FAQs About How To Become An Options Trader

How much do options traders make?

The earnings of an options trader vary widely based on experience, risk management, capital, and trading strategies. Some traders make a few hundred dollars per month, while professional traders and hedge fund managers can earn six or seven figures annually.

Here’s a general breakdown of successful options trading earnings potential:

  • Beginner traders: $500 - $2,000 per month (part-time trading, learning process).
  • Intermediate traders: $2,000 - $10,000 per month (consistent strategy, small account growth).
  • Professional traders: $100,000+ per year (trading full-time with a large account and advanced strategies).

How hard is it to become an options trader?

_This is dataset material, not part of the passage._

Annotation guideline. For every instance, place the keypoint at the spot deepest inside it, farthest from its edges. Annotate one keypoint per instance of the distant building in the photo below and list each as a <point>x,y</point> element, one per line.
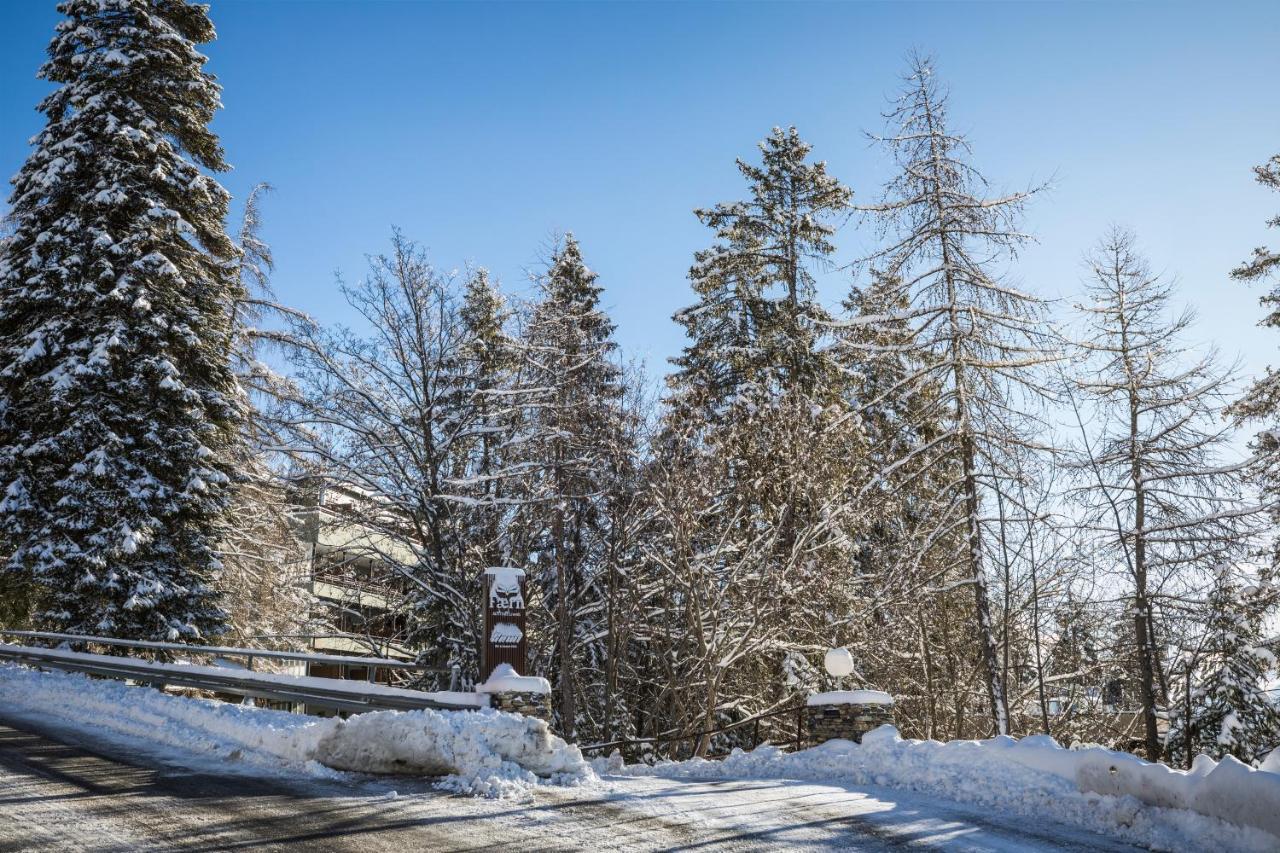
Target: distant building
<point>352,574</point>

Options trading is more complex than trading stocks because it requires knowledge of options pricing, strike price, expiration date, implied volatility, and risk management.

However, with the right approach, anyone can learn.

Can you make $1,000 a day trading options?

Yes, it is possible to make $1,000 a day trading options, but it depends on several factors, including capital, risk tolerance, and market conditions.

What it takes to earn $1,000 a day trading options:

  • Large enough account: To make $1,000 daily, a trader might need $25,000+ in trading capital.
  • High-volume trading: Day traders enter and exit trades quickly, taking small profits multiple times a day.
  • Strong risk management: Losing days are inevitable, so managing maximum loss is key.

Do you need $25K to trade options?

No, you do not need $25,000 to trade options. However, there are specific rules traders must follow, especially for day trading options.

Pattern Day Trader (PDT) Rule:

  • If you make four or more day trades in a five-day period in a margin account, you must maintain $25,000 minimum to continue day trading.
  • This applies only to margin accounts, not cash accounts.